Hermawan Mappiwali - detikNews
Rabu, 18 Des 2019 13:22 WIB
Foto: Hermawan M-detikcom/Soedirjo Aliman alias Jeng Tang
Makassar -

Jaksa menyebut penangguhan penahanan tersangka kasus korupsi proyek Pelabuhan Makassar New Port, Soedirjo Aliman alias Jeng Tang. Tersangka yang sempat buron selama satu tahun lebih disebut menderita hepatitis dan prostat.

"Pertimbangan kemanusiaan. Karena dia sakit, umur 82 (tahun)," ujar Kepala Kejati Sulsel, Firdaus Dewilmar, kepada wartawan di kantornya, Jl Urip Sumoharjo, Makassar, Rabu (18/12/2019).

Penangguhan Jeng Tang ditangguhkan usai 57 hari ditahan di Lapas Klas 1 Makassar. Menurut Firdaus, Jeng Tang saat ini juga cukup koperatif setelah mau menjelaskan soal lahan yang dikuasai.

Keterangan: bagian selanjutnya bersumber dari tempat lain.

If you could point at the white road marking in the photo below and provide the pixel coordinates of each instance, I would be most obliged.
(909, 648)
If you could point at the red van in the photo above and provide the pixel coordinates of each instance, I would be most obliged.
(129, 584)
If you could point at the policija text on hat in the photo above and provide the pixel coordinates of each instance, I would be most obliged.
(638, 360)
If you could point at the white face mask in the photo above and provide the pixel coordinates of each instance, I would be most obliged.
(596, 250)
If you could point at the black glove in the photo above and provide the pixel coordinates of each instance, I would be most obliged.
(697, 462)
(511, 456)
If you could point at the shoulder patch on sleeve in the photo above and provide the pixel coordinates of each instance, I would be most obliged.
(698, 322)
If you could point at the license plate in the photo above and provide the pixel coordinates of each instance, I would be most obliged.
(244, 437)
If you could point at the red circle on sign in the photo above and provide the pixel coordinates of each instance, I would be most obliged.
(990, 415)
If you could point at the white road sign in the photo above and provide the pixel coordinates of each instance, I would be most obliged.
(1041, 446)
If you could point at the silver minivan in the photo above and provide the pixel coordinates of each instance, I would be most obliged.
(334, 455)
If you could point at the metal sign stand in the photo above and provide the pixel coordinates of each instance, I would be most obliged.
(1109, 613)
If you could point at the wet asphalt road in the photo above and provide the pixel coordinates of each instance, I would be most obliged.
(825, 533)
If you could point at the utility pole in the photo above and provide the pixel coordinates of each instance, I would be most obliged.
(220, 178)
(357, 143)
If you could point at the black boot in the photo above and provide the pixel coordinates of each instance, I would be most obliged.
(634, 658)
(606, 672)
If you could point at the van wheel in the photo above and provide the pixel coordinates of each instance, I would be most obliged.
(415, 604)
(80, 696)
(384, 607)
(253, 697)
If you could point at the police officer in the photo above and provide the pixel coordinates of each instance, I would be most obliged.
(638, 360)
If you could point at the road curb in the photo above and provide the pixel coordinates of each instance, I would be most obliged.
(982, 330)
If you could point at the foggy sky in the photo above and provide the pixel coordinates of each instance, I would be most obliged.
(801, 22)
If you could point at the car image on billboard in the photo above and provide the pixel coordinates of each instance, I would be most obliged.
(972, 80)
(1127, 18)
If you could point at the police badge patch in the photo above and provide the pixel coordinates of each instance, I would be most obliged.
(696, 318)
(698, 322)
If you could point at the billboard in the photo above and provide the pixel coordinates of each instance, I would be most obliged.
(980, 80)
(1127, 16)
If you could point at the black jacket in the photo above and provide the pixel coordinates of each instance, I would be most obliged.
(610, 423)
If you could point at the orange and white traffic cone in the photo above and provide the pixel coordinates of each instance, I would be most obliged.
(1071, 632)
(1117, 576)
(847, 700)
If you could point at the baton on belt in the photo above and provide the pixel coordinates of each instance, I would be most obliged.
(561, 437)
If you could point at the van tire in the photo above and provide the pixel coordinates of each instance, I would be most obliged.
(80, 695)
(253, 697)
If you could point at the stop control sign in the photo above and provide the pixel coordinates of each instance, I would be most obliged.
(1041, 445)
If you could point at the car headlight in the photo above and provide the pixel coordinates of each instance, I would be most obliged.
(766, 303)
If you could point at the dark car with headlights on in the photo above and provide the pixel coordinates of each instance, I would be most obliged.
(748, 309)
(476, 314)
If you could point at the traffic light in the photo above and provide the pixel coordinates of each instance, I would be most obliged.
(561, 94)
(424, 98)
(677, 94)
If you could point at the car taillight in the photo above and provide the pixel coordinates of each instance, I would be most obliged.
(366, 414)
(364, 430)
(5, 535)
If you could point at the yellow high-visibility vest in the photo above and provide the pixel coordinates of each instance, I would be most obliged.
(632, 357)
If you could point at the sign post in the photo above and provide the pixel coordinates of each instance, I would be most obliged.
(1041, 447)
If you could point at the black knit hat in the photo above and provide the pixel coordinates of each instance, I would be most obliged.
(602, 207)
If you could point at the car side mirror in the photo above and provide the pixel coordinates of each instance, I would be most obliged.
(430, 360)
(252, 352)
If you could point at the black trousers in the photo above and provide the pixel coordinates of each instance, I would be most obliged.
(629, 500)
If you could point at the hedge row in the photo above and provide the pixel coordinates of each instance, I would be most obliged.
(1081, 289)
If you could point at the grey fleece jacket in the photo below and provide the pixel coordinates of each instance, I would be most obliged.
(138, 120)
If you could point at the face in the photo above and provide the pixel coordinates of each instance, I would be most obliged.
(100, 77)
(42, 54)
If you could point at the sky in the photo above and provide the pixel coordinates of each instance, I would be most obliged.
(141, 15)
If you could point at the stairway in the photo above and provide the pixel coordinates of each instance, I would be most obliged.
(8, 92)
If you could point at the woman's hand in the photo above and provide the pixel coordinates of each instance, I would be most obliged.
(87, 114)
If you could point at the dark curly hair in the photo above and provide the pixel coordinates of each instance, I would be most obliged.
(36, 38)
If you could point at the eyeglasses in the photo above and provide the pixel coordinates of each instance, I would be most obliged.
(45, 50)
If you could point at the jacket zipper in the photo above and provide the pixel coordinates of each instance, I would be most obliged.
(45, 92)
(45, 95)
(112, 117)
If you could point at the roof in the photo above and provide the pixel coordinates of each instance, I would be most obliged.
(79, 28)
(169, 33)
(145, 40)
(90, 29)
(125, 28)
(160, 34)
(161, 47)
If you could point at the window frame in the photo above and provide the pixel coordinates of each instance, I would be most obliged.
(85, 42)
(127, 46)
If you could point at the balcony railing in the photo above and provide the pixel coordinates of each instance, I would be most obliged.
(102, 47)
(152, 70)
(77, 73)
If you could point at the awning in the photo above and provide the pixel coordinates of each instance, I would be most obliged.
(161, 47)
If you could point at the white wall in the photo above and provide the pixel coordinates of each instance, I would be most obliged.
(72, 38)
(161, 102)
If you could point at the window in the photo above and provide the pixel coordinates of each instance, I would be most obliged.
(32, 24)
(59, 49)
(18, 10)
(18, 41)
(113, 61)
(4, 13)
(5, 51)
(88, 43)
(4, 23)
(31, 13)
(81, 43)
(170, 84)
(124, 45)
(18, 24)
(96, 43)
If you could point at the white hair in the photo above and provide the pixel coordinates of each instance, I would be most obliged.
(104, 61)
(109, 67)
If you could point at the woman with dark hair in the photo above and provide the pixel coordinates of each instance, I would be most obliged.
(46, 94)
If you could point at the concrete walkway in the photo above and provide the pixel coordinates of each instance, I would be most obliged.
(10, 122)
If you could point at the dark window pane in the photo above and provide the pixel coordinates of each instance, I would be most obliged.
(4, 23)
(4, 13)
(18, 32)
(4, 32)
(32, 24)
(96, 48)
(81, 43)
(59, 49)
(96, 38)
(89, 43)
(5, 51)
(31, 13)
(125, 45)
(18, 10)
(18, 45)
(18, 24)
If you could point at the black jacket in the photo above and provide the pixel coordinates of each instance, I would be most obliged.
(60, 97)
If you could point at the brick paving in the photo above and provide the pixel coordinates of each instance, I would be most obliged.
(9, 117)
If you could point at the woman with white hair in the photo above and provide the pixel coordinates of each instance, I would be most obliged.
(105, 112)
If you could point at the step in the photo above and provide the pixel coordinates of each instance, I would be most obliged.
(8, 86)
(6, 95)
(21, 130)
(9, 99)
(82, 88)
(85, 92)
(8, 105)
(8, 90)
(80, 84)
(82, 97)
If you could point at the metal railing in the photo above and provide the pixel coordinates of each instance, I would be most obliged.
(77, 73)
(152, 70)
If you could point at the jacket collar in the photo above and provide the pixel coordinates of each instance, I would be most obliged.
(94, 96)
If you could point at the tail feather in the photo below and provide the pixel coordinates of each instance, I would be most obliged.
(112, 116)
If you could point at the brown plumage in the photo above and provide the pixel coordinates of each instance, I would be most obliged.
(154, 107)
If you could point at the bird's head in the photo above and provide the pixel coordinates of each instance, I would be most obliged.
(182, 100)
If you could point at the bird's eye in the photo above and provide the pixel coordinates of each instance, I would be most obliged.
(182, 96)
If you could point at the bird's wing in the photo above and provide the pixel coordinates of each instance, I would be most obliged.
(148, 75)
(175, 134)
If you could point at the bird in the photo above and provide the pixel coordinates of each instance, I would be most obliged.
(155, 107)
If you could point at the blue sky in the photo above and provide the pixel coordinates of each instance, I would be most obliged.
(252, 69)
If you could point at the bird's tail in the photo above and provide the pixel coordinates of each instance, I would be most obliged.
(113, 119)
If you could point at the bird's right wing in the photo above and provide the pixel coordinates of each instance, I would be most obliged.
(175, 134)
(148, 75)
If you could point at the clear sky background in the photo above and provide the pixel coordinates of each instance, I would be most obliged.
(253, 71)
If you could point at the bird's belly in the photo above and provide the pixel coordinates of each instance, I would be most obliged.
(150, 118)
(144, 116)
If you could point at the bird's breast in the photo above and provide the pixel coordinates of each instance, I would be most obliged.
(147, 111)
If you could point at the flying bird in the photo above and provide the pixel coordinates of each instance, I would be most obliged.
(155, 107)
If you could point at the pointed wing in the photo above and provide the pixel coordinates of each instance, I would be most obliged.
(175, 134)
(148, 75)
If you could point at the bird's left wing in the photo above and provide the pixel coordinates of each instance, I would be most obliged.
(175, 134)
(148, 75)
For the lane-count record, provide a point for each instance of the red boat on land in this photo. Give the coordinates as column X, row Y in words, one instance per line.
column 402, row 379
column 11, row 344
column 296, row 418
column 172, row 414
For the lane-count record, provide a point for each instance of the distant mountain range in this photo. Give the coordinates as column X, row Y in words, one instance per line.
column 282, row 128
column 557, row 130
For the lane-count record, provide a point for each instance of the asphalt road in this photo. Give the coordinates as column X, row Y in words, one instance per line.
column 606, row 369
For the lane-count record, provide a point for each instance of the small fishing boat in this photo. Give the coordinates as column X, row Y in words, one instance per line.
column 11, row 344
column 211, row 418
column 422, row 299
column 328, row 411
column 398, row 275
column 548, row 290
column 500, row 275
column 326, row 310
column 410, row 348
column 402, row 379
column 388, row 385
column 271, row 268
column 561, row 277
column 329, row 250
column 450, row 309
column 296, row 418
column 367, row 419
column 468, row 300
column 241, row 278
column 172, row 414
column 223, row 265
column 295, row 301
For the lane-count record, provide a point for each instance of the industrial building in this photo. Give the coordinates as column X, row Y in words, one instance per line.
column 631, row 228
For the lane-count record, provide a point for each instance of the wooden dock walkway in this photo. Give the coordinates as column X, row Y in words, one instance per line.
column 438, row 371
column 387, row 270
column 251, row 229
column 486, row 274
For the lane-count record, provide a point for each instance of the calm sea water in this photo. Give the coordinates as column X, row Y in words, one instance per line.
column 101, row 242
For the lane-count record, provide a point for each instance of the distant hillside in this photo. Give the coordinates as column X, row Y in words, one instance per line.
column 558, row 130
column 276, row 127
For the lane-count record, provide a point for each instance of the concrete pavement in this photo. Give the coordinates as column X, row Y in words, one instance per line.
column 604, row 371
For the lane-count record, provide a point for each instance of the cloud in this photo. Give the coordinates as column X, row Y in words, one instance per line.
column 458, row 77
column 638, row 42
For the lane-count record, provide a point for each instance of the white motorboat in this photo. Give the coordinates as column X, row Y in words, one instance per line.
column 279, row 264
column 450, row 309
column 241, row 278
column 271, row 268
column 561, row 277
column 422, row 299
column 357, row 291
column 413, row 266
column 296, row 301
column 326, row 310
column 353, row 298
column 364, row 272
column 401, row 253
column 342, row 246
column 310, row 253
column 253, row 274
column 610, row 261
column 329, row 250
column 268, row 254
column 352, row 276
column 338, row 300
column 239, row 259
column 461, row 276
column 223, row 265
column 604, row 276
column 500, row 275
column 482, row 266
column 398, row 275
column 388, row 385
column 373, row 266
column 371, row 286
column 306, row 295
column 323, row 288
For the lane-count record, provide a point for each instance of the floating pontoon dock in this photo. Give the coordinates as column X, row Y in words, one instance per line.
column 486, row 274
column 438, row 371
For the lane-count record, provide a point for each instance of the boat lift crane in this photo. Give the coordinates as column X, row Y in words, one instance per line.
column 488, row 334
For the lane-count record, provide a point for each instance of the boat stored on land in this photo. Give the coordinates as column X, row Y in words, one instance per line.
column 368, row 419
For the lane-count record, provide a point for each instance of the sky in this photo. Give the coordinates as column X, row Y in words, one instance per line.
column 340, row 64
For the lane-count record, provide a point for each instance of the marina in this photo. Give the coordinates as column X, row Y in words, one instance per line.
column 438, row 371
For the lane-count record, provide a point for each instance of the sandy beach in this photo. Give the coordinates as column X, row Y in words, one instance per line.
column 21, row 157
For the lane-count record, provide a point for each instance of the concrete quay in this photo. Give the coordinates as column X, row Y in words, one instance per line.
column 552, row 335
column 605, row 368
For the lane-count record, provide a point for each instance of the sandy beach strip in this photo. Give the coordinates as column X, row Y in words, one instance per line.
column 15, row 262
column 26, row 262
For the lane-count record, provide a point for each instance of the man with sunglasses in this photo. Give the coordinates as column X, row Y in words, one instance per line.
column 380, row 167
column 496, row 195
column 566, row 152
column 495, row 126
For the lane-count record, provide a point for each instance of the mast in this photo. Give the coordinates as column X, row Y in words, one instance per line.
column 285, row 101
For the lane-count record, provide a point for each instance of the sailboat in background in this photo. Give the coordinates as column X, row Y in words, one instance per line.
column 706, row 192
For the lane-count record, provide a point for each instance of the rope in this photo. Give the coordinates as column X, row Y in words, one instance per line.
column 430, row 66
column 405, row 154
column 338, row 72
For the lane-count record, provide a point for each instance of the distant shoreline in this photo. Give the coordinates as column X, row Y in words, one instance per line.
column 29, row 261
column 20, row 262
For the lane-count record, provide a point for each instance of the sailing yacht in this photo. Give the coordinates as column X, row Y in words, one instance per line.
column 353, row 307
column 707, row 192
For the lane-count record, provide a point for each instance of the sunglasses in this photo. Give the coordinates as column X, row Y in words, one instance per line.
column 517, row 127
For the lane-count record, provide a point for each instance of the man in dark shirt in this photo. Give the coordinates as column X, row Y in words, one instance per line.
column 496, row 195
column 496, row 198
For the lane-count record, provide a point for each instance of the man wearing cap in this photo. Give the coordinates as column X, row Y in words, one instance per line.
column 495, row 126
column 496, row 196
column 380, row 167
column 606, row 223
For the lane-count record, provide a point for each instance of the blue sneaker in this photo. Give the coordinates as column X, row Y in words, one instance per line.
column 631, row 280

"Oleh karena itu, kebetulan juga dia sakit dan mengajukan permohonan penangguhan ya kita terima permohonannya dengan alasan kemanusiaan tadi," katanya.



"Di samping itu, Pak Jeng Tang mau duduk bersama menyelesaikan persoalannya, baik hotel Swiss Bel nya maupun yang 40 hektar di Pantai Utara," sambungnya.

Namun Firdaus menegaskan saat ini status hukum Jeng Tang masih sebagai tersangka.

"Statusnya kan ditangguhkan, perkaranya belum dihentikan. Statusnya tersangka," katanya.

Sebelumnya, Kalapas Makassar Robianto mengatakan, Jeng Tang tidak lagi menghuni sel Lapas Klas 1 Makassar sejak Kamis (12/12/2019).

"Dia kan tahanan titipan jaksa, jadi sewaktu-waktu diambil jaksa kami tidak bisa menolak. Kalau jaksa bilang penangguhan, kita keluarkan. Itu kan kewenangan jaksa yang menahan. Kecuali kalau sudah putus (inkrah), itu baru kewenangan kami," ujar Robianto.